Speculative execution flaws. Nearly every type of processor in every commercial device uses speculative execution – an optimization technique in which tasks are performed based on predicted (speculative) instructions – as a way of preventing delays. But this technique’s flaws, including the well-publicized Meltdown and Spectre vulnerabilities, allows a rogue process to access what was thought to be the isolated and protected memory of apps and the OS, exposing a device’s most sensitive information, including passwords, digital keys and more.
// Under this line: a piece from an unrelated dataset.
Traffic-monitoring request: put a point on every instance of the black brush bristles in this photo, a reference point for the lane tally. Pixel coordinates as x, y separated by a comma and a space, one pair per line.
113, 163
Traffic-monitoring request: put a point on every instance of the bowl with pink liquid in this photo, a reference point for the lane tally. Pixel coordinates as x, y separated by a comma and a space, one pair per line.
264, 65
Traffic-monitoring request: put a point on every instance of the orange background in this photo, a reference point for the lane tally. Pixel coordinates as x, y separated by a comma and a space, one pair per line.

At the end of the day, commercial phones are by design, open systems, which makes protecting against vulnerabilities in their architecture and underlying hardware, especially as the basis for isolating important data and processes, a futile proposition. Without the ability to separate security logic and software from malware on the same processor or SoC, an organization exposes itself to the risk of capture and control of its most valuable digital resources.
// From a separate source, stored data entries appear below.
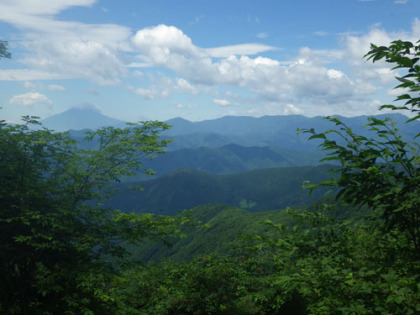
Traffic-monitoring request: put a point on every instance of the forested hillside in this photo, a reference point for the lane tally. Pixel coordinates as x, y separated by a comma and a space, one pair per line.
65, 250
257, 190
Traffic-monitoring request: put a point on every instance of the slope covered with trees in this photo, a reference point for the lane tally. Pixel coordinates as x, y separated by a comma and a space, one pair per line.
62, 253
256, 190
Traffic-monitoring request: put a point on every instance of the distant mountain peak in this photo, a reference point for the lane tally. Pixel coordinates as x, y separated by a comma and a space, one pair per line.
78, 118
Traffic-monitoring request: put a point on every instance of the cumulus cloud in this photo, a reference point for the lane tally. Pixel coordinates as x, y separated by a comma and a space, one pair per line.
338, 79
65, 49
30, 99
221, 102
56, 87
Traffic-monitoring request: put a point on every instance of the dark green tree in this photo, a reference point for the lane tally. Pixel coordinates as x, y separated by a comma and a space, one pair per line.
59, 248
382, 171
4, 52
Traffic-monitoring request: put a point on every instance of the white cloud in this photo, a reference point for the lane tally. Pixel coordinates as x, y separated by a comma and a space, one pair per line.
241, 50
30, 99
221, 102
56, 87
65, 49
262, 35
39, 86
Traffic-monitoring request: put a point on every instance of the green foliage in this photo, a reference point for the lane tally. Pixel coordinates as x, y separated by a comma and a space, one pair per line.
58, 250
263, 189
339, 267
405, 56
4, 51
382, 171
207, 285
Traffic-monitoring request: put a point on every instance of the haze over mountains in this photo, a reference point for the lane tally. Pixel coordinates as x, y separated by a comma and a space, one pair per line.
257, 164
Wave 3: Isolation via External Hardware
Chip-based exploits are on the rise, yet smartphone makers cannot deliver isolation any lower in the stack. Consequently, external mobile processing is the logical next wave for organizations looking to truly isolate their most valuable information.
Imagine a tiny mobile computer packed in a familiar form factor, like a smartphone case or watch. Using this device, you can do things like authenticate to your organization’s online services, securely communicate with approved peers and, for enterprise use cases such as Assured Identity, optionally transmit sensor data back to a central server for processing. Most importantly, because the device operates independently of your smartphone and does not run third party code (using code signing and other advanced techniques), malware does not have an entry point for attack. This is the future of smartphone security isolation.
While this product category of high-security, independent-processing devices is not yet mainstream, it will be defined by a few hallmarks going forward:
Convenient form factor. Users will be able to conveniently carry, charge and interact with the device. For familiarity, a smartphone case, watch or key fob make sense as form factors. Considerations must be made for housing the electronic components, maintaining battery life, gathering user input (via touchscreen or buttons) and adding LEDs or other elements for notifying users. Wired or wireless communication to the smartphone, which is treated as untrusted in the threat model, can enable unique and compelling functionality.
Trusted, secure, closed processing environment. The processor will be designed to only run specific firmware, and strict authentication practices will ensure that only validated and trusted firmware runs on the device. A hardware root of trust (HRoT)— based on a unique hardware ID and private key, both generated and stored in silicon, that become associated with a digital certificate during a secure provisioning process—will serve as the basis for firmware authentication during all boot, runtime and update processes.
High-security architecture. A closed/controlled public key infrastructure (PKI) with a known trust issuer will be used to ensure that secure, end-to-end encrypted communication to and from the device only occurs with its integrated cloud infrastructure (for reporting, policy management and firmware updates) and other trusted entities.
Extensibility. In addition to core processing and communications, additional components—such as GPS modules, sensors, audio equipment, etc.— should be available and easily added to the device, depending on the required applications. For example, built-in behavioral and biometric sensors can be leveraged for continuous multi-factor authentication (CMFA) solutions.
The path of external hardware isolation will unlock the door to exciting opportunities for enterprises and government agencies looking to take back control over their most important information. Now is the time to break free from the mobile vulnerable ecosystem and give critical services the security they deserve.